PROJECTWORLDS offers both a platform to introduce developers to the PHP language and a code base for people wishing to deploy PHP applications. However, this duality implies a risk. Most of the applications offered for download are vulnerable. This makes this platform a good playground to learn how to search for vulnerabilities. In addition, it can be interesting to use the proposed source code to develop our own static analysis tools.

So we are going to be interested in the PHP code of:

Note:
A cool feature of the PROJECTWORLDS platform is that a features section is filled in for each project which help us to identify sensitive feature within the application such as upload features, etc.

Online Examination System Project in PHP MySQL

I’m not going to explain in detail how and why this project exists and I’ll directly answer you that yes, this project is deployed in the wild.

I will simply quote you the description made by the author:

Online examination system is a non removable examination pattern of today’s life. We need more time saving and more accurate examination system as the number of applicants is increasing day by day. For all IT students and professionals, it is very important to have some basic understanding about the online examination system. On this site you will get source code with the running project. It will help you to understand the concept of the project.

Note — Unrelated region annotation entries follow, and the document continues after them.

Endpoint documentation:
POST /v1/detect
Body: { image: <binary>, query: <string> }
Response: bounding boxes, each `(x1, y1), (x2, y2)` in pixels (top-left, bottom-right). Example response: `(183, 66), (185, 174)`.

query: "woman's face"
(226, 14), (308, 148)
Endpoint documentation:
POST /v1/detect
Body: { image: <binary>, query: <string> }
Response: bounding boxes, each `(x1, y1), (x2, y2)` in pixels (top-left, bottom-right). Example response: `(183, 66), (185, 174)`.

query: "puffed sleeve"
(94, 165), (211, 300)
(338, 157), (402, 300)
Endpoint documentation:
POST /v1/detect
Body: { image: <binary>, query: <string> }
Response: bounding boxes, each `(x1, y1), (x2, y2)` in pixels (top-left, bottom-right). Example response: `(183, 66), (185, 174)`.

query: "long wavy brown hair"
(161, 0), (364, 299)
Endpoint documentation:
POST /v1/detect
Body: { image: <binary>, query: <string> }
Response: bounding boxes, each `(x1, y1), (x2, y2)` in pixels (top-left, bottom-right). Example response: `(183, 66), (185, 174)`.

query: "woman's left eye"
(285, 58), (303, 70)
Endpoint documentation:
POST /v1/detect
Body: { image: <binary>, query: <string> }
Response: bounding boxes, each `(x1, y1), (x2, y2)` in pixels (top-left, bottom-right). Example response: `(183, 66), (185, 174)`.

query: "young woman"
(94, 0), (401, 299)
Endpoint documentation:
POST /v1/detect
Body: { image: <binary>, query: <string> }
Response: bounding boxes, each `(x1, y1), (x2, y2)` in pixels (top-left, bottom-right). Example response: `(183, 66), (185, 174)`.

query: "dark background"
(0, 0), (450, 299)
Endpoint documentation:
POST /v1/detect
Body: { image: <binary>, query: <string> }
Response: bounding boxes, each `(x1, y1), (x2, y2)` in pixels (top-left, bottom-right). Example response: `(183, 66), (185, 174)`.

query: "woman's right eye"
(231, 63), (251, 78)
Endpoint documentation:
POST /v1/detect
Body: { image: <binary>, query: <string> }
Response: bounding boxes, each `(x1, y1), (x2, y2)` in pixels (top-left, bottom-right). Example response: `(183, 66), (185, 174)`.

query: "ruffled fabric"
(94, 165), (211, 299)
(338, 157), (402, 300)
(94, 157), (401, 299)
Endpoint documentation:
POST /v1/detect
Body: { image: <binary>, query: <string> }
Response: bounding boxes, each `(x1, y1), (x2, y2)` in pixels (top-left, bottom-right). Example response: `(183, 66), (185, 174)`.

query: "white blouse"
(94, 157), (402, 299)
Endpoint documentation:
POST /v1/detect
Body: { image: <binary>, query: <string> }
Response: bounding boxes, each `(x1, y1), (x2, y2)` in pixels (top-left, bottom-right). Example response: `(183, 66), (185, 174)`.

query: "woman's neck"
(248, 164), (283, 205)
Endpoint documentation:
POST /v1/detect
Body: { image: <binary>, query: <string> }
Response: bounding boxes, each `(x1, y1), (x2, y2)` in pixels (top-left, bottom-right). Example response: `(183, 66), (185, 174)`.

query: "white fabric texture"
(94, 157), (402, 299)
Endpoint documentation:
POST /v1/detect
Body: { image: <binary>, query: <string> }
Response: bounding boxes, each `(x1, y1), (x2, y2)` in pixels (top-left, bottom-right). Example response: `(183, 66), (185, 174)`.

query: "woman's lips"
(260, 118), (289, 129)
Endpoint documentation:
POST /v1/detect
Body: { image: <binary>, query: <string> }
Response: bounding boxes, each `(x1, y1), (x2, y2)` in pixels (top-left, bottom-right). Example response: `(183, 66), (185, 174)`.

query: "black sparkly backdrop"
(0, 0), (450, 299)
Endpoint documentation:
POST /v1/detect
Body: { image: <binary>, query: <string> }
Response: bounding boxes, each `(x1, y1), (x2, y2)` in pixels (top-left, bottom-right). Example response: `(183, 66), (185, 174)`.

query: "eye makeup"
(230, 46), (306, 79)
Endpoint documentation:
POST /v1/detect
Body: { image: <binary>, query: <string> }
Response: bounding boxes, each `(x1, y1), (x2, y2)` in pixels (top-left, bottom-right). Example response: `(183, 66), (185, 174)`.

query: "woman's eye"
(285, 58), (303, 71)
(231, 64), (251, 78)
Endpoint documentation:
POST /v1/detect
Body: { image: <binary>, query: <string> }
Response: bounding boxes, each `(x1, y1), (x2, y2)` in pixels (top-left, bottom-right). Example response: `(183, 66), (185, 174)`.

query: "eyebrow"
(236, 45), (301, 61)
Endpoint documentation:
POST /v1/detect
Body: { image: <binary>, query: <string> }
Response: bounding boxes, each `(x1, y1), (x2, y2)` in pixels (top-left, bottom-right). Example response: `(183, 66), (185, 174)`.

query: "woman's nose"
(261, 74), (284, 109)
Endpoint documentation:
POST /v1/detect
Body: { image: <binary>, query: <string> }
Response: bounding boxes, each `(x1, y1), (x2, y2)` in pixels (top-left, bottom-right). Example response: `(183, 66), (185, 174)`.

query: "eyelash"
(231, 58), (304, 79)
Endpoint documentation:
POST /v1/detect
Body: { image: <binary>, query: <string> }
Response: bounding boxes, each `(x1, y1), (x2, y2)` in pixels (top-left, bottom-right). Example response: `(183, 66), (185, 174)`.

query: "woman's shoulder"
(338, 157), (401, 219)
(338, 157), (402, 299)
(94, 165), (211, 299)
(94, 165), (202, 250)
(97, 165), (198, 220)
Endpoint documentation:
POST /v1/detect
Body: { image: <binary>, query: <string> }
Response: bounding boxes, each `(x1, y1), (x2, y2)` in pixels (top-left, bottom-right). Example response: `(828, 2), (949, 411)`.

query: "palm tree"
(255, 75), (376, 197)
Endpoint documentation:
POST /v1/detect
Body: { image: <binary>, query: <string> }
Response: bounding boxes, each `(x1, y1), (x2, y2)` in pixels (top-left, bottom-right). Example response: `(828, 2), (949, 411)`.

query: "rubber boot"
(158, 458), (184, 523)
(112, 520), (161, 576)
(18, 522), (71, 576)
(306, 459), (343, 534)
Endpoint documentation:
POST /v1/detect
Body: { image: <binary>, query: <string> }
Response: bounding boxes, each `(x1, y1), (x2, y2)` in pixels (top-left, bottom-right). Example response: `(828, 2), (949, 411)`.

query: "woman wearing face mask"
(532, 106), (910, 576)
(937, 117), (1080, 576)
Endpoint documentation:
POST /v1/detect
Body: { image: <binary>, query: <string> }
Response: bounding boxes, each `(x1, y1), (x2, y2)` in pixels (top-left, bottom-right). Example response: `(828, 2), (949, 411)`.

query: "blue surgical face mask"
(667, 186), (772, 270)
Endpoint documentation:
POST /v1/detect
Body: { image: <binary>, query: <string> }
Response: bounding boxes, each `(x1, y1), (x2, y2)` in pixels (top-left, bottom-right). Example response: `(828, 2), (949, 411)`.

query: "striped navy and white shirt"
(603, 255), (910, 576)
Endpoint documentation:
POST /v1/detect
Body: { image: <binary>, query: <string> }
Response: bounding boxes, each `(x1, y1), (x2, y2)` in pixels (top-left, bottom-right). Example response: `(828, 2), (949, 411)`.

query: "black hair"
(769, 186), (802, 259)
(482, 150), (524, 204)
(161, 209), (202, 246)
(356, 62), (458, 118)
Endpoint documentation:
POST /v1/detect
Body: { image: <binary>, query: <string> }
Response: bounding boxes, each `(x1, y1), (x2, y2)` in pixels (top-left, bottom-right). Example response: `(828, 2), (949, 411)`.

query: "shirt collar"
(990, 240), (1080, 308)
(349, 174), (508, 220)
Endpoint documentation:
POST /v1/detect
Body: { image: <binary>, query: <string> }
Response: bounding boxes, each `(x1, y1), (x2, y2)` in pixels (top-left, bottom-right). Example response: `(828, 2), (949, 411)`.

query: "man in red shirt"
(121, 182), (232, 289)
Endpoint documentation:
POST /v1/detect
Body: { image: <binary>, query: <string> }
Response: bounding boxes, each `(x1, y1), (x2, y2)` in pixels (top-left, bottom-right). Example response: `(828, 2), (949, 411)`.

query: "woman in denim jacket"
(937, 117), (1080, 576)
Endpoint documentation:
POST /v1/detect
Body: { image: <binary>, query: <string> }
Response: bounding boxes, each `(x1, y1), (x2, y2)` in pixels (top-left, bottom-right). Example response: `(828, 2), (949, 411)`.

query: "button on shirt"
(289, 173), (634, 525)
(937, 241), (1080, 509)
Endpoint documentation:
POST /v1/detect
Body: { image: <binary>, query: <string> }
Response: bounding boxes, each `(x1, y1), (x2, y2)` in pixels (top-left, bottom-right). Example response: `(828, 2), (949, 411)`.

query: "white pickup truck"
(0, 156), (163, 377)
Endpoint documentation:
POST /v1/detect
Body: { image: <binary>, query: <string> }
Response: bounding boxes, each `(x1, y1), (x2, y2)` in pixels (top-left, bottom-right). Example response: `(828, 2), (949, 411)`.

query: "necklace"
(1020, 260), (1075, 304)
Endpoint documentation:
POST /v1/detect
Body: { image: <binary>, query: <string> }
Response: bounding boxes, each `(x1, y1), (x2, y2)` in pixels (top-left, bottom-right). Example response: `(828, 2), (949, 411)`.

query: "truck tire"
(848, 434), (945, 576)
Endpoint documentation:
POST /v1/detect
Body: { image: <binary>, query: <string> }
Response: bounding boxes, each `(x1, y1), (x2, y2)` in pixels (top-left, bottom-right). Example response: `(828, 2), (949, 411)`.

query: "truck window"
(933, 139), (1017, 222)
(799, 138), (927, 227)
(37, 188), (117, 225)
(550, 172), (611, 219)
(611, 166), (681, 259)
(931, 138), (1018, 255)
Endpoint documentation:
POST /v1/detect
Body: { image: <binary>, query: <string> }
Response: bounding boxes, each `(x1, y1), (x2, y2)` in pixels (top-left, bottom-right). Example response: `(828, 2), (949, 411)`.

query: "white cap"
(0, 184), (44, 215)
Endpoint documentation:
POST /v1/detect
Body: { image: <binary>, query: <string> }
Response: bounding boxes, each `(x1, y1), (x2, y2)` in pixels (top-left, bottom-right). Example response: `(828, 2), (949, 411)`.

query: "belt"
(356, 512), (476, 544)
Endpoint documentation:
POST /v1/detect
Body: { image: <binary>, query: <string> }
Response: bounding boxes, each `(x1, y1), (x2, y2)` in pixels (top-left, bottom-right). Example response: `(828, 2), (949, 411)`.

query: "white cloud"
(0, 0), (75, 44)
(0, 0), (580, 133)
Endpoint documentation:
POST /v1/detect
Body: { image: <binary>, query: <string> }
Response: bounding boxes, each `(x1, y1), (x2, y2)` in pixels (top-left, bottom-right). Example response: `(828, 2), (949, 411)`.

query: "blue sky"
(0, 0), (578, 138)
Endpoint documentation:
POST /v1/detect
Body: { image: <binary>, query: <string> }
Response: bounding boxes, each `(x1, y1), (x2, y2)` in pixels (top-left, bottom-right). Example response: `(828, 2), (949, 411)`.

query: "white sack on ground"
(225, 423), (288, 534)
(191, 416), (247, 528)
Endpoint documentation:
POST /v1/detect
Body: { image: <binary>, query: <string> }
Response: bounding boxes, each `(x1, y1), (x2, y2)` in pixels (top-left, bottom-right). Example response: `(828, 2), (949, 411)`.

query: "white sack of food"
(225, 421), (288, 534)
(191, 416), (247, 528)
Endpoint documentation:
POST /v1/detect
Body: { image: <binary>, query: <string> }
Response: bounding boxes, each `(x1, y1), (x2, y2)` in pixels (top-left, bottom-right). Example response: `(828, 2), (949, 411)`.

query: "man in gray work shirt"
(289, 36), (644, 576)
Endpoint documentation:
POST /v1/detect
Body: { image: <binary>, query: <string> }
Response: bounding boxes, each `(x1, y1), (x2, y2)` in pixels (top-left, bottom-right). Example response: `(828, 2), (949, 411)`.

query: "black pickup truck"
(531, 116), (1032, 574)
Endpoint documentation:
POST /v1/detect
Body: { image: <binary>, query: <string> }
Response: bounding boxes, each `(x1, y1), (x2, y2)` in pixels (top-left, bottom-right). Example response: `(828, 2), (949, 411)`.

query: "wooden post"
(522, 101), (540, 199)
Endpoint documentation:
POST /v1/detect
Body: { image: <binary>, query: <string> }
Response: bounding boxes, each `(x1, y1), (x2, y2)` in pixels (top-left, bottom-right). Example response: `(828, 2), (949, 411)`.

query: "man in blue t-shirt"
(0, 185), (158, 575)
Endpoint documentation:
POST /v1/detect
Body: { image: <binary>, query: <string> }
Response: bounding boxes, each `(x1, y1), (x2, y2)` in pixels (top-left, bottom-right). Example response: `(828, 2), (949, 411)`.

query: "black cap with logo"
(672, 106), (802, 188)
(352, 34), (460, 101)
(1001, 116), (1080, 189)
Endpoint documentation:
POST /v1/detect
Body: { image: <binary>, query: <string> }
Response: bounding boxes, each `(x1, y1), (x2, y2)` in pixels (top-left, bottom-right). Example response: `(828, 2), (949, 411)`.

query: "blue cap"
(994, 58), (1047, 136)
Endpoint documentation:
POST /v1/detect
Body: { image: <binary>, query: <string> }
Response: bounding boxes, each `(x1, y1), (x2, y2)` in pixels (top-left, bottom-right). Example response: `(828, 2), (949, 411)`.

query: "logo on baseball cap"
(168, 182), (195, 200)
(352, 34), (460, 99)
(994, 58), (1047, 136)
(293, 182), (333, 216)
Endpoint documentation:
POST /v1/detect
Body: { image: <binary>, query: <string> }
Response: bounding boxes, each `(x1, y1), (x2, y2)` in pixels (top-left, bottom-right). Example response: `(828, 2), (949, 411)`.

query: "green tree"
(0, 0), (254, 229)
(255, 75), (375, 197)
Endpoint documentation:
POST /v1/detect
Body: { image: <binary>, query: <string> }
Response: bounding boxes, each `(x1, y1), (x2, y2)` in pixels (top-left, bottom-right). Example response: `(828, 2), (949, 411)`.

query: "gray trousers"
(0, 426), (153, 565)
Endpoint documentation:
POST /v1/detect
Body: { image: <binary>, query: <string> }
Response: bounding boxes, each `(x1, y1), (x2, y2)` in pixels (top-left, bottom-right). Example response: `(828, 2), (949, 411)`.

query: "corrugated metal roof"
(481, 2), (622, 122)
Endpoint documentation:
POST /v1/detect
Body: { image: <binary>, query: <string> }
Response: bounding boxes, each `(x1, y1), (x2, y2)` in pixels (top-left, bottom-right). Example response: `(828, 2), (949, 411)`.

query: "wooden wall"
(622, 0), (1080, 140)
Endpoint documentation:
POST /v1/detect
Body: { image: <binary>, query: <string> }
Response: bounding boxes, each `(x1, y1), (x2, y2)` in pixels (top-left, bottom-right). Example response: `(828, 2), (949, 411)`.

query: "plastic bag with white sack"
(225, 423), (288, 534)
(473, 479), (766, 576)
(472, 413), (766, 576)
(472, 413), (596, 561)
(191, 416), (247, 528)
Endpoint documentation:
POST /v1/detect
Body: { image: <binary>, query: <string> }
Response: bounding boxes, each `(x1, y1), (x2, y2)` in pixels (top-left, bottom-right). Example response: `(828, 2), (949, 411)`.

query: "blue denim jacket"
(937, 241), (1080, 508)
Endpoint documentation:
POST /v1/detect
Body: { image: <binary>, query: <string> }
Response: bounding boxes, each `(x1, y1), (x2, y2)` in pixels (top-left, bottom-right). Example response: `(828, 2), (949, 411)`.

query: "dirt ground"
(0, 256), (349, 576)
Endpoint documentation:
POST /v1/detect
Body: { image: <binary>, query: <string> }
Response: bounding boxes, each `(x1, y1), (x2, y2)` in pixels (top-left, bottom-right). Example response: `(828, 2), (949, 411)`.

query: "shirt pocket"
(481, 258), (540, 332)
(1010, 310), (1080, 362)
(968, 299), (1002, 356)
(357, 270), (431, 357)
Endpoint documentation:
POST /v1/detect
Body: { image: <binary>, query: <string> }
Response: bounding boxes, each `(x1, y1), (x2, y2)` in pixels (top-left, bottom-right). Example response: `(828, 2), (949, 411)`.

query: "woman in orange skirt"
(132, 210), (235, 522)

So we are going to download the sources of the project and directly use PhpStorm in order to analyze all this. In order to begin the search for vulnerabilities the simplest method is to look at pages of code in order to understand the general functionnment of the application. Here it is not very difficult since the application does not use a framework. Let’s take a look at the <ROOT>index.php page.

Reflected XSS

File: <ROOT>/index.php


...

<?php if(@$_GET['q7'])
{ echo'<p style="color:red;font-size:15px;">'.@$_GET['q7'];}?>
<!-- Button -->
<div class="form-group">
  <label class="col-md-12 cont2020-10-20_16-45.rol-label" for=""></label>
  <div class="col-md-12"> 
    <input  type="submit" class="sub" value="sign up" class="btn btn-primary"/>
  </div>
</div>

...

We see that if the variable $_GET['q7'] is defined then this one is reflected in the source code without beeins sanitized which results in an XSS.

alt text

Open Redirect

File: <ROOT>/login.php

<?php
session_start();
if(isset($_SESSION["email"])){
session_destroy();
}

include_once 'dbConnection.php';
$ref=@$_GET['q'];
$email = $_POST['email'];
$password = $_POST['password'];

$email = stripslashes($email);
$email = addslashes($email);
$password = stripslashes($password); 
$password = addslashes($password);
$password=md5($password); 
$result = mysqli_query($con,"SELECT name FROM user WHERE email = '$email' and password = '$password'") or die('Error');
$count=mysqli_num_rows($result);
if($count==1){
while($row = mysqli_fetch_array($result)) {
	$name = $row['name'];
}
$_SESSION["name"] = $name;
$_SESSION["email"] = $email;
header("location:account.php?q=1");
}
else
header("location:$ref?w=Wrong Username or Password");


?>

Based on the above code, we understand that if variables $_POST['email'] and $_POST['password'] are not defined, then the query "SELECT name FROM user WHERE email = '$email' and password = '$password'" becomes "SELECT name FROM user WHERE email = '' and password = ''". This does not validate the if condition $count==1 and allows us to trigger the code of else. Since we control the variable $_GET['q'] it is possible to control the redirection.

alt text

Time Based SQLi

The last vulnerability presented is a Time Based SQL injection within <ROOT>/feed.php which we can exploit via one of the following parameters:

  • $_POST['name']
  • $_POST['email']
  • $_POST['subject']
  • $_POST['feedback']

File: <ROOT>/feed.php

<?php
include_once 'dbConnection.php';
$ref=@$_GET['q'];
$name = $_POST['name'];
$email = $_POST['email'];
$subject = $_POST['subject'];
$id=uniqid();
$date=date("Y-m-d");
$time=date("h:i:sa");
$feedback = $_POST['feedback'];
$q=mysqli_query($con,"INSERT INTO feedback VALUES  ('$id' , '$name', '$email' , '$subject', '$feedback' , '$date' , '$time')")or die ("Error");
header("location:$ref?q=Thank you for your valuable feedback");
?>

The explanation of the vulnerability is not detailed, but the result is available below.

alt text

Then

Certainly the identification of these vulnerabilities may seem trivial, but, what will be interesting now is to identify the presence of these vulnerabilities in an automated way, thanks to a static analysis tool that I will try to develop.